The report by PwC found that monitoring and tracking of the security workforce was inadequate and that management failed to appreciate the scale and exact nature of the project.
G4S fulfilled 83 per cent of contracted shifts at the Games, failing to provide all of the 10,400 contracted guards, forcing the government to step in with military personnel.
G4S said its board had decided that it was in the best interests of the company and its shareholders that Mr Buckles remains as chief executive.
Mr Buckles, who admitted to MPs that the Games staffing episode had been a “humiliating shambles”, was not guilty of any significant shortcomings in his performance, the company said.
However, G4S will appoint a chief operating officer to work closely with Mr Buckles on areas such as customer service and project delivery.
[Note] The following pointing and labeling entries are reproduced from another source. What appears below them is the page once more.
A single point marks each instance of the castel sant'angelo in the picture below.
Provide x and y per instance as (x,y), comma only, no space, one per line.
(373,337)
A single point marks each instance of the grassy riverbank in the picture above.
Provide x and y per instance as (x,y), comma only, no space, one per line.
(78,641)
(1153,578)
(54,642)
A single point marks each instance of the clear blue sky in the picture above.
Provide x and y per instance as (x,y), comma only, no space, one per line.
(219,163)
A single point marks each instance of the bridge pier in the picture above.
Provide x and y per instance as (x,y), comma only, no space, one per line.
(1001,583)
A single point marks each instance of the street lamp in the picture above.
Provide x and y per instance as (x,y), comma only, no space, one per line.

It has also promised to carry out more rigorous risk assessment of new contracts and will demand board-level oversight on contracts where annual revenues exceed £50 million.
G4S, which has estimated its loss on the Olympics contract at about £50 million, is the world’s biggest private security company, with more than 650,000 staff worldwide.
Boris Johnson, the Mayor of London said it was right the G4S bosses quit over the Olympics fiasco.
He said: “The rank and file, the troops on the ground, did a wonderful job, but when you look at what happened in the management of those G4S employees who did a great job, I’m not going to try and persuade them to stay this morning.”
Keith Vaz, chairman of the commons home affairs select committee, said: “This is the right decision by senior officials at G4S to take responsibility for the fiasco of G4S’s involvement in Olympic security preparations.
“This, however, does not represent closure. As the home affairs committee recommended, G4S must address outstanding issues concerning the waiving of the management fee and the ex-gratia payments it should make to the employees it treated in such a cavalier fashion.”